Service Broker, Temporal Tables, and the 'Data modification failed' error

Temporal tables are a fantastic feature which we've enjoyed rolling out to replace some hand-rolled logging. Adding system versioning to a table has been mostly straightforward, though last week one of my colleagues saw some really odd behaviour that took the team a while to debug. Now we've understood the problem we're able to reproduce it 100% of the time (and subsequently come up with a workaround), though it definitely had us scratching our heads for a while - thanks for a super-interesting problem Ola!

We've previously had experience with highly concurrent modifications to a single row causing a data-modification error, and in every case we'd end up tracking down a bug which was causing unnecessary concurrent modifications.

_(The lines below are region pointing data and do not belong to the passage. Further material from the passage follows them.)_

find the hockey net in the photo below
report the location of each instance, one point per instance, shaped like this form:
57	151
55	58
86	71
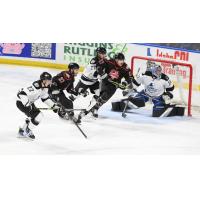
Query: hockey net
180	73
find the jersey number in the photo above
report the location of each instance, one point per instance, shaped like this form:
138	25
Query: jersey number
30	89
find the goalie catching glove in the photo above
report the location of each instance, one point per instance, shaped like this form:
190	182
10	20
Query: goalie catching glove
167	97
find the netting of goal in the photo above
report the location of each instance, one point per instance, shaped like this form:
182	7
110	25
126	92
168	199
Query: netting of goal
180	73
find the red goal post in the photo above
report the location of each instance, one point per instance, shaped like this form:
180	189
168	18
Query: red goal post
134	58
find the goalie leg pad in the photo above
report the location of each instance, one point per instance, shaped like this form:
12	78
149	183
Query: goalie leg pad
168	111
118	106
139	102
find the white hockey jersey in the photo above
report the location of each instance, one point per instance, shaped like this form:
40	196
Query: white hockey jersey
155	87
34	92
90	74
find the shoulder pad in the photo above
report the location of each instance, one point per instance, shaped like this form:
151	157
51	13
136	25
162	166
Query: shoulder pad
148	73
93	61
125	66
37	84
164	77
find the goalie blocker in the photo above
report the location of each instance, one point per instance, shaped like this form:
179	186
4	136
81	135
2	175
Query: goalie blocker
159	111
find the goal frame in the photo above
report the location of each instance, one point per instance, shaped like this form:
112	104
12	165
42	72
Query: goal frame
170	62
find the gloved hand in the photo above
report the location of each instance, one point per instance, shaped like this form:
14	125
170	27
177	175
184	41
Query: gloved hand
72	97
55	108
85	93
167	96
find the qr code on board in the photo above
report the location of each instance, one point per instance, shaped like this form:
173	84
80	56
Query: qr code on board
42	50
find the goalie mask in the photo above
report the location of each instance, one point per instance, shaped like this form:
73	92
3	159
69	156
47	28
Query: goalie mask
156	71
150	65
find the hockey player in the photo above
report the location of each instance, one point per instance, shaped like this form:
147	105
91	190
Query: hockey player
91	75
62	90
157	88
115	70
26	98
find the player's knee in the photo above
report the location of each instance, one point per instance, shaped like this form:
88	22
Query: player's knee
37	119
138	102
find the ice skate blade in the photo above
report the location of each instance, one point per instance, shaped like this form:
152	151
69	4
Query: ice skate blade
26	138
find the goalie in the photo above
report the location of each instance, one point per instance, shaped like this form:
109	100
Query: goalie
157	89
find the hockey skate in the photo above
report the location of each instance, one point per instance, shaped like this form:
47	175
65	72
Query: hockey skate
25	132
95	113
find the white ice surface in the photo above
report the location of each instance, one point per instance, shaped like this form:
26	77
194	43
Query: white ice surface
139	133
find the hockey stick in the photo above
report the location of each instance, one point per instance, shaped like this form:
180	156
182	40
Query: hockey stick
123	48
76	124
124	115
67	110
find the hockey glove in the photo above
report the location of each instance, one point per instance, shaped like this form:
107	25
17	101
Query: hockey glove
55	108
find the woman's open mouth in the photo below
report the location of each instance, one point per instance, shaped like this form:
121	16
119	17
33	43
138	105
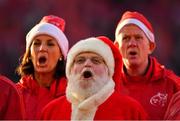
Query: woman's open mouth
42	61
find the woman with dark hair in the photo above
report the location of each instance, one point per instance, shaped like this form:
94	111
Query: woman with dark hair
42	69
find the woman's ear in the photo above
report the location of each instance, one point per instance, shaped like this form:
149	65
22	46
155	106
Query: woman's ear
152	46
116	44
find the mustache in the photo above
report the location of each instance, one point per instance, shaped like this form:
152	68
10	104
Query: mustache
86	73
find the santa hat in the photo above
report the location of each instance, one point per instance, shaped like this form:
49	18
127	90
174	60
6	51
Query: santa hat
102	46
139	20
52	26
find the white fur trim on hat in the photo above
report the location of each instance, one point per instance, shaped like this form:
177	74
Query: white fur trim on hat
148	33
91	45
52	30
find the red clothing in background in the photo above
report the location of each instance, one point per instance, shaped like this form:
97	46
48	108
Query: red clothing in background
173	111
11	105
153	90
116	107
36	97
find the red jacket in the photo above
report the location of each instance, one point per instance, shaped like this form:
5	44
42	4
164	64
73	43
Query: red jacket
116	107
153	90
173	111
36	97
11	104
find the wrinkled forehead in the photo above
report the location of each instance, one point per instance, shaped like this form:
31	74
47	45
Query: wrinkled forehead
89	54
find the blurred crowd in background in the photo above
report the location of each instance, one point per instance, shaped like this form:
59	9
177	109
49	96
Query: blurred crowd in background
85	18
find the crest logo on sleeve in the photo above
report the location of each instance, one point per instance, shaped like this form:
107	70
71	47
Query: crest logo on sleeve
159	99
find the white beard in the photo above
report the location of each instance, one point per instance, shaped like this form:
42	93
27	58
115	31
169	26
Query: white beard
77	93
85	101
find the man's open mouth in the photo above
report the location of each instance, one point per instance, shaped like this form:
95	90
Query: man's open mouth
87	74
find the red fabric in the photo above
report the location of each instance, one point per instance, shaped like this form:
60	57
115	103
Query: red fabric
116	107
117	59
153	90
11	105
36	97
173	111
57	21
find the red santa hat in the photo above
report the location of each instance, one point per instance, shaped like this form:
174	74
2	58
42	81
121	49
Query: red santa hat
102	46
139	20
52	26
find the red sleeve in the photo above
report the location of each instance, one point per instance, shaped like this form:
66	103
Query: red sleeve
11	105
173	110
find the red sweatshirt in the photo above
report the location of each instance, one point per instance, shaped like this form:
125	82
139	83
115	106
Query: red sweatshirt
116	107
153	90
11	104
173	111
36	97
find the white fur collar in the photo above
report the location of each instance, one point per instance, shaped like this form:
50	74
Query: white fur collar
86	109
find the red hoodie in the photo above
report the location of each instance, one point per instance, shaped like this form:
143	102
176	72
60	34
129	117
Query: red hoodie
173	111
36	97
11	104
153	90
116	107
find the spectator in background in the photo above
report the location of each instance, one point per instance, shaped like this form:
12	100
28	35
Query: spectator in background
173	110
144	78
42	67
92	93
11	105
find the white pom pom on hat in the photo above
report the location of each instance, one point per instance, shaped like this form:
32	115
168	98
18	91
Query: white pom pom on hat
137	19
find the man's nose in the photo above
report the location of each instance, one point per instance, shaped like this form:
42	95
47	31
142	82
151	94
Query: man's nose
132	42
88	62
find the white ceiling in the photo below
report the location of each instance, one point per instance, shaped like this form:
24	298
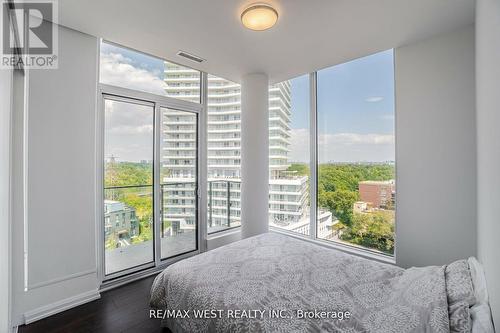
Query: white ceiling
309	35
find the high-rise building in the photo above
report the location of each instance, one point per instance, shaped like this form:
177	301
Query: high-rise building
288	193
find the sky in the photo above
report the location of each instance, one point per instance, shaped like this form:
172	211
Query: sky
355	112
355	108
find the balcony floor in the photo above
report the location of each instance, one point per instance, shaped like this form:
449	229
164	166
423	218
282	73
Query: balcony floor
137	254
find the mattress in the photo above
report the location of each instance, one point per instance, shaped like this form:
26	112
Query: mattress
276	283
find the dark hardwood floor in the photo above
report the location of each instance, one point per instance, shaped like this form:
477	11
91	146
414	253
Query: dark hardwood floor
123	309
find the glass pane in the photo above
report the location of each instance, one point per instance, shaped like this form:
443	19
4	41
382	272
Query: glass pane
289	108
224	164
356	153
130	69
128	198
178	177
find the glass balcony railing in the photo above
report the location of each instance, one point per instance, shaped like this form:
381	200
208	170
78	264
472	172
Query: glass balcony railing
178	226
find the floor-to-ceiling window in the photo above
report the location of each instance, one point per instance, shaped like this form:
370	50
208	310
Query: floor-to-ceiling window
223	149
128	183
151	113
356	152
349	169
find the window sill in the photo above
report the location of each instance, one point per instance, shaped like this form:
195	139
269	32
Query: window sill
224	232
350	249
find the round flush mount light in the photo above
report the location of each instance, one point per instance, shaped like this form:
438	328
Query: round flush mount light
259	17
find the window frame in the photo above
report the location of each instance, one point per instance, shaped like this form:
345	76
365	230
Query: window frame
106	91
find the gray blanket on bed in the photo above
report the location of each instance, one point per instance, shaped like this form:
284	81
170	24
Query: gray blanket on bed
275	283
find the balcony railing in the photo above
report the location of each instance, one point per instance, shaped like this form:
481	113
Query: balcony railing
223	195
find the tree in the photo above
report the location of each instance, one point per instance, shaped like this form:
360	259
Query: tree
374	230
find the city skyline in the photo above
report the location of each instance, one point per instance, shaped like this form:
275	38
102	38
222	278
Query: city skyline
372	142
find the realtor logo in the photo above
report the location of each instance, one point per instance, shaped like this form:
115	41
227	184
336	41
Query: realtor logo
29	34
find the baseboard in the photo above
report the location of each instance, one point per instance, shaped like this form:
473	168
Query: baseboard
60	306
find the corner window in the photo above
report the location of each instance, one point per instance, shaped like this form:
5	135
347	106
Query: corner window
356	153
130	69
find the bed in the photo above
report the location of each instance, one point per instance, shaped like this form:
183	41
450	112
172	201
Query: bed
276	283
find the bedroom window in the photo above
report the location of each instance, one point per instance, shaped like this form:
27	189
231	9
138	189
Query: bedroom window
128	184
356	153
150	156
224	161
289	108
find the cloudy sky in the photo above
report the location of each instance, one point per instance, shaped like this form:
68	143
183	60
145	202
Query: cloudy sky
355	108
355	112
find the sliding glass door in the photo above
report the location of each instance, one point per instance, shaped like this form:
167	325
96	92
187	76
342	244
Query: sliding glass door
128	184
150	208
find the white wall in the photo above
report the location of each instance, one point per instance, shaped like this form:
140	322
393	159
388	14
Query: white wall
54	183
436	150
488	144
5	116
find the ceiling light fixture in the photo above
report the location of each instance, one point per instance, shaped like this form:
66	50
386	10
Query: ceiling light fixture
259	16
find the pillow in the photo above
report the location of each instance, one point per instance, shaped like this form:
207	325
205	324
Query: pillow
460	294
480	311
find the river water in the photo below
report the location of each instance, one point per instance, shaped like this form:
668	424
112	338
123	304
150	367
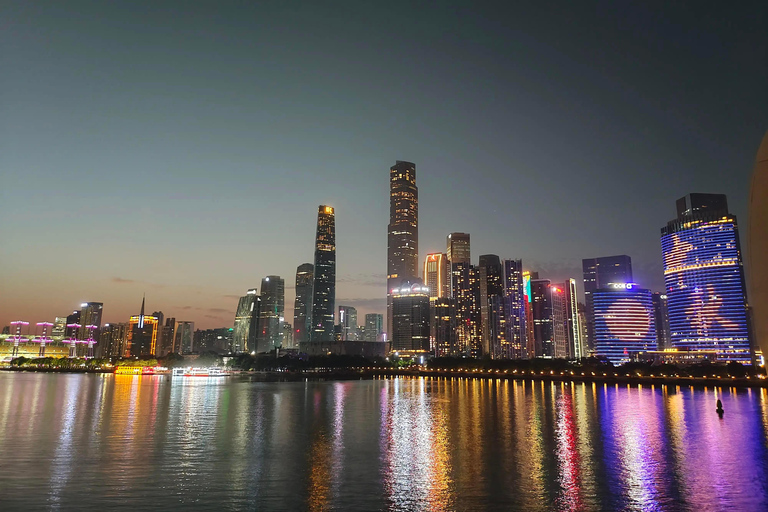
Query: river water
106	442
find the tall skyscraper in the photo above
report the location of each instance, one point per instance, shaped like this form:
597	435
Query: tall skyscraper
324	281
598	272
271	314
758	247
348	323
704	278
514	309
437	275
142	334
403	230
410	307
374	327
246	328
624	321
302	305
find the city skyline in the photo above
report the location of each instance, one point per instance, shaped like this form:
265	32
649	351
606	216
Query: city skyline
200	159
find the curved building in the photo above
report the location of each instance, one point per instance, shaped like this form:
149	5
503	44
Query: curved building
758	247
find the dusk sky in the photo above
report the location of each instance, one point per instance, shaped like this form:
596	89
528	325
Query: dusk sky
181	148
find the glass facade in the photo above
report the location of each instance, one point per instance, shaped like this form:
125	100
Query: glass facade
704	278
624	322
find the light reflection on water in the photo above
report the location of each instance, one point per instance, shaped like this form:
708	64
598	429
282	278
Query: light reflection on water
93	442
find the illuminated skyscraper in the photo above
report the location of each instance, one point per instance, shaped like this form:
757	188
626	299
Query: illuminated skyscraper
706	295
403	230
271	314
246	328
302	306
324	281
624	321
437	275
410	307
598	272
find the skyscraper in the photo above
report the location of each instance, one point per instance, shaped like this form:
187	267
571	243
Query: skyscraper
302	305
246	328
348	323
403	230
324	281
374	327
624	321
437	275
758	247
271	314
704	278
598	272
410	307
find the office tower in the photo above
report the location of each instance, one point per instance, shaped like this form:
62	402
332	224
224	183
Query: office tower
271	314
560	338
246	328
704	278
661	320
491	311
442	328
113	339
410	317
142	335
514	309
374	327
436	275
348	323
90	315
167	336
324	281
758	248
598	272
457	250
302	305
403	230
575	341
543	328
185	337
624	321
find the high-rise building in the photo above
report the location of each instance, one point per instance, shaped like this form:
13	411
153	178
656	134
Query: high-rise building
324	281
348	323
624	321
302	305
661	320
246	328
573	315
442	330
374	327
758	248
704	278
491	311
185	337
271	314
142	335
543	327
514	309
403	230
437	275
410	307
598	272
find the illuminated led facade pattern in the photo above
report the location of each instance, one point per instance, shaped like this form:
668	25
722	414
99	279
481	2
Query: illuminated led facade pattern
704	278
436	275
403	230
324	282
624	321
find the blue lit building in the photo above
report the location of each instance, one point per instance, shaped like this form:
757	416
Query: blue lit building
704	278
624	321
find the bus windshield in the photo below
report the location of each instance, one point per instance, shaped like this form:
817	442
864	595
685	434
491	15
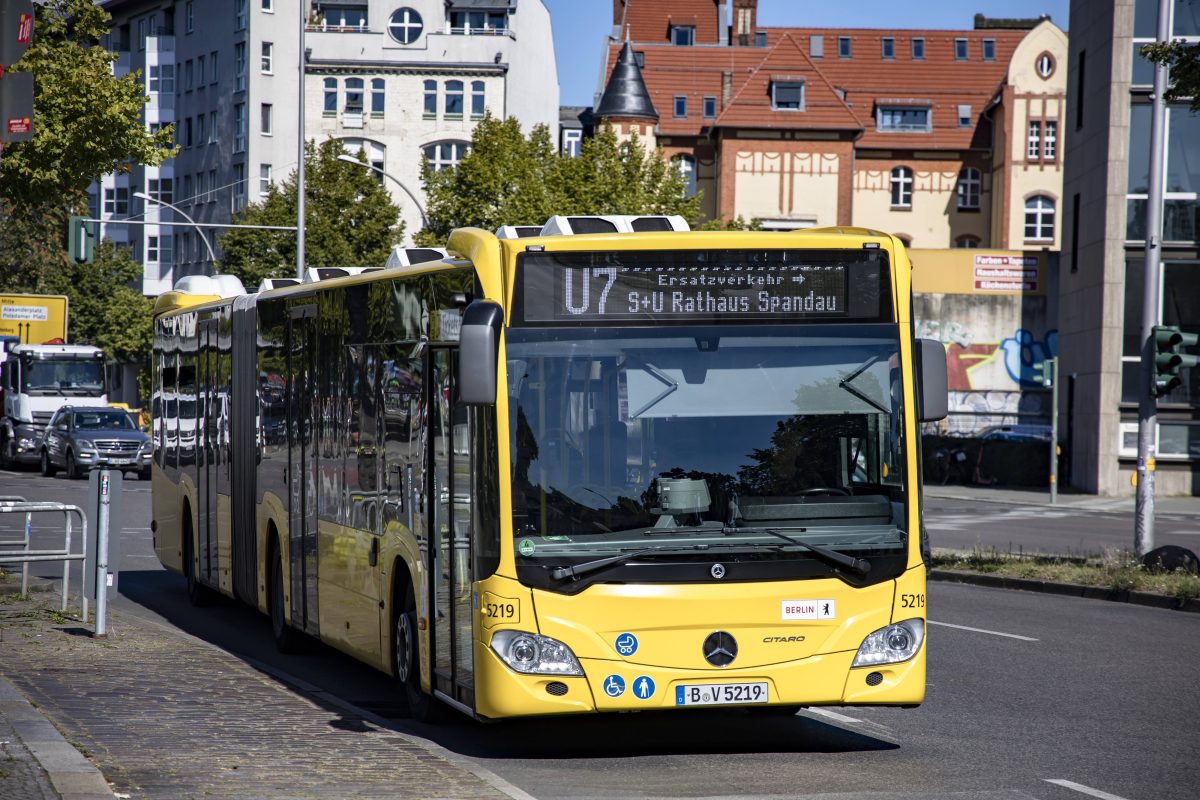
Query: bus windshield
705	437
66	377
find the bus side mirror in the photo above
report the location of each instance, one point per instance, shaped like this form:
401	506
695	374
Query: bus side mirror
479	346
931	380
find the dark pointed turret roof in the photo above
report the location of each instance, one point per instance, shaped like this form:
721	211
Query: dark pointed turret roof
625	95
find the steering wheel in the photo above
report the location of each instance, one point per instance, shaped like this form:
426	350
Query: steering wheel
825	489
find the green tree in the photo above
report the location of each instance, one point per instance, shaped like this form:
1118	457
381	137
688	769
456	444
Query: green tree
510	179
87	122
1183	60
349	221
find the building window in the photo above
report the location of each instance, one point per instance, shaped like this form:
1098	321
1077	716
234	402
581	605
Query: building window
787	95
904	119
454	100
431	100
1039	217
117	200
239	127
160	188
162	78
444	155
969	188
683	35
377	97
573	139
687	167
239	66
1050	140
405	25
901	187
354	95
477	100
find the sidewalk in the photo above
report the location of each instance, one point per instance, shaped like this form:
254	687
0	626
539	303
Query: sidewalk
161	714
1175	505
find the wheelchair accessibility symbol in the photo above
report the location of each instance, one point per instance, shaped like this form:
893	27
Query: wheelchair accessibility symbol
613	685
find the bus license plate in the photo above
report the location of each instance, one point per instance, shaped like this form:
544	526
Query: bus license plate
721	693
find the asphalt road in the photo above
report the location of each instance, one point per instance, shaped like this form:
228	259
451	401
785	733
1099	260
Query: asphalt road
1030	696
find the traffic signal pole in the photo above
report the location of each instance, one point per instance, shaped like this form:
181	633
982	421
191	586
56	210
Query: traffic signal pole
1147	401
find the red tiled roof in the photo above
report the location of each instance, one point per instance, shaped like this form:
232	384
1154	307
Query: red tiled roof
939	80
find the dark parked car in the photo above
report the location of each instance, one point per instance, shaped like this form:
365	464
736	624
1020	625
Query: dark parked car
82	438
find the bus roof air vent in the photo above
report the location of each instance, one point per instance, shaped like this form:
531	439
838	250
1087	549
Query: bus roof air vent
613	223
221	286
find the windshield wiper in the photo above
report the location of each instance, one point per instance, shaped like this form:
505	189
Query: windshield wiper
856	565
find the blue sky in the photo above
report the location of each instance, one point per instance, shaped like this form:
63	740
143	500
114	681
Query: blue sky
581	26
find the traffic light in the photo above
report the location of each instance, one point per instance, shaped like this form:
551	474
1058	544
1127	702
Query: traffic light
81	241
1169	341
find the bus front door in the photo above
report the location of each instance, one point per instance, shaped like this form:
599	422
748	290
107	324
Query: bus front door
301	350
451	515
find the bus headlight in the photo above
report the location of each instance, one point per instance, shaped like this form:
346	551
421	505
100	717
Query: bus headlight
535	655
892	644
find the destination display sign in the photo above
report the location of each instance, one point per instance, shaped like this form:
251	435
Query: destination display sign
682	287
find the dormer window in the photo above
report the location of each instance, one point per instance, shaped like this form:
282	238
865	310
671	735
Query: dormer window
683	35
787	95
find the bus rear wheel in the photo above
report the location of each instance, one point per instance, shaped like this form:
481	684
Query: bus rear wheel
407	645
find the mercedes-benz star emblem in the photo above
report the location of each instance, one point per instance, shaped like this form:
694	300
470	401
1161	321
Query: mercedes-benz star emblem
720	649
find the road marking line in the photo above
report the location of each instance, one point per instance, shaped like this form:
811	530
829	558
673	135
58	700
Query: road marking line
1084	789
833	715
979	630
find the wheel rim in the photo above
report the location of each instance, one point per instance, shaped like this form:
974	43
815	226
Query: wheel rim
405	648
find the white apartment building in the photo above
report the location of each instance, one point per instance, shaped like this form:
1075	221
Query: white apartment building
405	80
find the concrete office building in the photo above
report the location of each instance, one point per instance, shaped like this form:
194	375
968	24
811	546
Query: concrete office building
1103	253
403	80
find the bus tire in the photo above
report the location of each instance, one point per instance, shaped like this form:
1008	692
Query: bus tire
406	657
287	638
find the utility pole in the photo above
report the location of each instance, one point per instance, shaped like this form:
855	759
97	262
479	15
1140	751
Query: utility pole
1147	402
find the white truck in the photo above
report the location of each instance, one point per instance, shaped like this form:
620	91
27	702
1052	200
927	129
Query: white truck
35	382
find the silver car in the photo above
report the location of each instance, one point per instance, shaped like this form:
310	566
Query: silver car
82	438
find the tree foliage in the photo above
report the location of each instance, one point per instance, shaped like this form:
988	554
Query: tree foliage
1183	60
510	179
349	221
87	122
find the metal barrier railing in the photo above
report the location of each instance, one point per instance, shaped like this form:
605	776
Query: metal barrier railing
18	505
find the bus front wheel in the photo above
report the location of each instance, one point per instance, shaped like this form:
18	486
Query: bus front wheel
407	645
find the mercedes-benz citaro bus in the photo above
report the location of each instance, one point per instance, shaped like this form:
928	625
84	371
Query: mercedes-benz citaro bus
631	469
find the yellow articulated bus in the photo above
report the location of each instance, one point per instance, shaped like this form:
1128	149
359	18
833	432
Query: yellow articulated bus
568	473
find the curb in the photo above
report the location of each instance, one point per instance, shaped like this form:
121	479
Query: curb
71	775
1067	589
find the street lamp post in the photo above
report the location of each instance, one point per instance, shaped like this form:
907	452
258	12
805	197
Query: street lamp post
352	160
213	256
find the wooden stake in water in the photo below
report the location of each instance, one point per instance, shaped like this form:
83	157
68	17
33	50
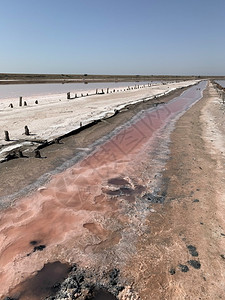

Msg 13535, Level 16, State 0, Procedure HandleProcessPayment, Line 20 [Batch Start Line 0]
Data modification failed on system-versioned table 'TemporalBroker.dbo.Payment' because transaction time was earlier than period start time for affected records.

What had us really confused this time was that this was a very low-volume process, and we didn't observe any concurrency around the insert/update activity for the single row (confirmed with exhaustive XEvent-ing!).

The Setup

One of our applications uses service broker fairly heavily, the simplified flow looks something like this:

  • Web app inserts a payment record in state 'ready to pay'
  • Web app queues a message on service broker with the instruction to pay
  • Payments app is listening on that queue for instructions
  • Payments app receives the message in a transaction
  • Payments app requests a payment
  • Payments app updates the status of the payment to 'requested'
  • Payments app commits the transaction

After implementing system versioning on the table we started to see errors on the step which updated the payment.

The transactional flow (shown by time T, and session S - in this case session 1 is the payments app, session 2 is the web app) looks something like this:

  • T1, S1 - Begin Tran
  • T2, S1 - Waitfor receive...
  • T3, S2 - Insert Payment
  • T4, S2 - Queue PaymentProcess message
  • T4, S1 - Receive PaymentProcess message
  • T5, S1 - Update Payment - error

The clue was sitting in the error message - transaction time was earlier than period start time for affected records. At time T5 when the update happens the row is stamped with the time from T1, not T5. Because we use a transaction to pop messages and wait for one to arrive, we can end up processing the message at a timestamp before the Payment record is inserted. This behaviour is by design - and is called out pretty clearly in the official docs:

The times recorded in the system datetime2 columns are based on the begin time of the transaction itself. For example, all rows inserted within a single transaction will have the same UTC time recorded in the column corresponding to the start of the SYSTEM_TIME period.

As well as in the ISO technical report on SQL Support for Time-Related Information:

An UPDATE statement on a system-versioned table first inserts a copy of the old row with its system-time period end time set to the transaction timestamp, indicating that the row ceased to be current as of the transaction timestamp. It then updates the row while changing its system-period start time to the transaction timestamp, indicating that the updated row to be the current system row as of the transaction timestamp.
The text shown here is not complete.